= Victor H. Rumsey =

English Electrical Engineer

Victor Henry Rumsey (November 22, 1919 – March 11, 2015) was an electrical engineer, best known for his studies of frequency-independent antennas.

Rumsey was born in Devizes, Wiltshire, England, on Saint Cecilia's day, and received his BA in mathematics (1941) and Sc.D. in physics from Cambridge University. From 1941–1945 he performed radar research at the Telecommunications Research Establishment in England and the Naval Research Laboratory, Washington, D.C. After three years at the Canadian Atomic Research Laboratory he became director of the Antenna Laboratory at Ohio State University. In 1954 he moved to the University of Illinois, in 1957 to the University of California, Berkeley, and in 1966 to the University of California, San Diego where he was a professor and, later, professor emeritus.

Starting in the 1950s, Rumsey suggested the basic principles for frequency-independent antennas which culminated in the writing of a book on the topic (see selected works below).

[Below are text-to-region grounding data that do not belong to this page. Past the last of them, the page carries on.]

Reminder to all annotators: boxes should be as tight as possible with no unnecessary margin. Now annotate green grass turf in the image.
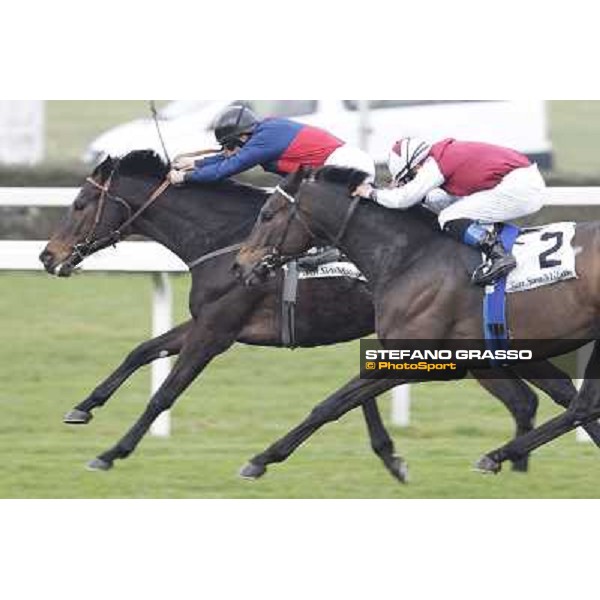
[1,272,598,498]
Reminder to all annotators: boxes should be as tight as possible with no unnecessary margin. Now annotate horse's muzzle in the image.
[39,247,81,277]
[39,248,55,273]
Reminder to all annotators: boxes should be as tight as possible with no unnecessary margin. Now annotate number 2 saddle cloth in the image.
[484,221,577,364]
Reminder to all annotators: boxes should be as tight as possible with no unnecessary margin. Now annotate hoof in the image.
[86,457,113,471]
[239,461,267,480]
[64,409,93,425]
[510,456,529,473]
[385,455,409,484]
[473,455,502,475]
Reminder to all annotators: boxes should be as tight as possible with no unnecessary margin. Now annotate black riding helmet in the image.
[214,105,259,150]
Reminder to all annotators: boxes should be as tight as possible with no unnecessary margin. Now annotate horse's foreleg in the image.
[87,319,237,471]
[472,372,539,472]
[64,321,192,424]
[361,398,409,483]
[240,375,404,480]
[477,342,600,473]
[513,360,600,448]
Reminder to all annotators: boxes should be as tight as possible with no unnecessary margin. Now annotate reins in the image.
[114,179,171,234]
[263,183,361,267]
[187,243,243,269]
[333,194,361,246]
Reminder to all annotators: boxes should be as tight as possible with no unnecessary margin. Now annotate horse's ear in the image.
[298,165,313,180]
[287,165,311,192]
[92,154,114,180]
[299,165,317,185]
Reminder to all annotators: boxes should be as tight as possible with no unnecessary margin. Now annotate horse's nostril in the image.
[39,250,52,266]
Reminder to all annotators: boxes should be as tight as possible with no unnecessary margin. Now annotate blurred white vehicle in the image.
[84,100,553,170]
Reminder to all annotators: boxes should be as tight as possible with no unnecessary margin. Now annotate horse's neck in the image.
[316,192,437,284]
[126,179,264,264]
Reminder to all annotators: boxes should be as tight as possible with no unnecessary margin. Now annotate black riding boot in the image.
[472,234,517,286]
[443,219,517,286]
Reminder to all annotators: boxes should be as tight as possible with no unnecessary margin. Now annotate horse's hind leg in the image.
[513,360,600,448]
[64,320,191,424]
[477,342,600,473]
[240,375,404,480]
[473,372,538,472]
[361,398,409,483]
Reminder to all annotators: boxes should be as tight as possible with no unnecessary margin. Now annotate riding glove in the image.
[168,169,187,185]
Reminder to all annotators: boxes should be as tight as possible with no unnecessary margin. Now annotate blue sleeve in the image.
[193,154,224,168]
[185,128,284,183]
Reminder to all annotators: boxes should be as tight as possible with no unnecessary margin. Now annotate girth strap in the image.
[282,260,300,348]
[483,223,520,365]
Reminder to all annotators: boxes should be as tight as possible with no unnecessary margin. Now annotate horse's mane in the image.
[314,165,370,191]
[94,149,269,202]
[314,165,441,230]
[117,150,170,179]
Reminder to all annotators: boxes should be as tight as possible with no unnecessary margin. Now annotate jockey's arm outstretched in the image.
[168,105,376,184]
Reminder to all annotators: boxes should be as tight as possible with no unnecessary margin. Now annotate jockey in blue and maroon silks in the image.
[168,105,375,184]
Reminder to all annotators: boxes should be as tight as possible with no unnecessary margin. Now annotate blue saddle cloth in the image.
[483,224,520,365]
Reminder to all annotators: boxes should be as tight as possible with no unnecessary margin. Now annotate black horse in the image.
[39,152,586,478]
[234,165,600,478]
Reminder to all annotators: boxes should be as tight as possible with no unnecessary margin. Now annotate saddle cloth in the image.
[296,261,366,281]
[483,221,578,366]
[505,221,577,293]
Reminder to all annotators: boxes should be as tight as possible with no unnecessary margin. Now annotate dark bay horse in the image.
[39,152,586,478]
[234,165,600,478]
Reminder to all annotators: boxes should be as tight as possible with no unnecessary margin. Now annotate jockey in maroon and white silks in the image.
[355,137,546,286]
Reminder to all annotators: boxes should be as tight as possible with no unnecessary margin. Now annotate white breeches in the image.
[437,164,546,228]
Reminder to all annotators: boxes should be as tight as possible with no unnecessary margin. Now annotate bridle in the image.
[66,168,170,267]
[254,180,361,275]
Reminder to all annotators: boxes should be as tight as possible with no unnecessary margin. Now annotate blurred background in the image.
[4,100,600,170]
[1,100,599,498]
[5,99,600,173]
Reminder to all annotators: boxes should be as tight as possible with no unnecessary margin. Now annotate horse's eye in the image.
[73,199,86,211]
[261,210,274,222]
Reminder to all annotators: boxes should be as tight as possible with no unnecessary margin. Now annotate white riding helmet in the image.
[388,137,432,184]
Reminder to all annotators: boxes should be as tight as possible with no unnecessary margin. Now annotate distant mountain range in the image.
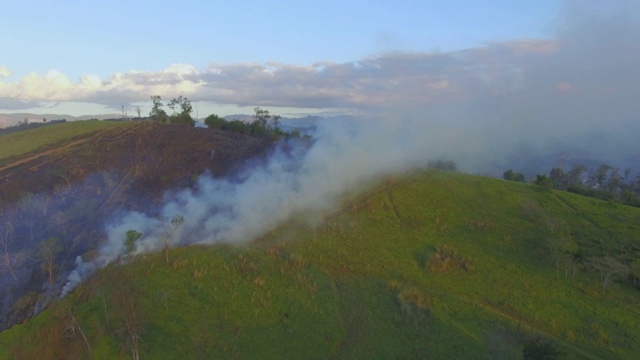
[1,113,354,130]
[0,112,123,128]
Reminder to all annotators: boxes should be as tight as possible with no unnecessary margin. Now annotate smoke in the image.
[60,117,442,296]
[60,2,640,295]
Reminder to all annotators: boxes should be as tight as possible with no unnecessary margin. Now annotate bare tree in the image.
[58,169,73,188]
[163,215,184,263]
[51,211,70,233]
[111,279,144,360]
[589,256,629,289]
[0,222,26,281]
[33,193,51,216]
[38,237,63,285]
[53,184,70,205]
[59,301,93,359]
[135,106,141,118]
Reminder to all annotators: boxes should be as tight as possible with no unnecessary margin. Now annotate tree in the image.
[504,169,515,181]
[227,119,249,134]
[110,276,145,360]
[124,230,142,261]
[589,256,629,289]
[135,106,141,119]
[149,95,168,123]
[204,113,228,130]
[163,215,184,263]
[534,174,553,191]
[56,300,93,358]
[0,222,26,281]
[38,237,62,285]
[624,168,632,183]
[606,167,623,194]
[253,107,271,127]
[549,167,567,190]
[588,163,613,189]
[270,114,282,130]
[547,231,580,280]
[168,95,194,126]
[567,164,587,188]
[428,160,458,171]
[503,169,525,182]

Rumsey is a member of the National Academy of Engineering, and has received an honorary Doctor of Engineering degree from Tohoku University, Japan, the 1962 IEEE Morris N. Liebmann Memorial Award, and the 2004 John Kraus Antenna Award.

== Selected works ==
- "Frequency-Independent Antennas", IRE National Convention Record, vol. 5, part 1, 1957, pages 114-118.
- Frequency Independent Antennas, New York: Academic Press, Inc., 1966.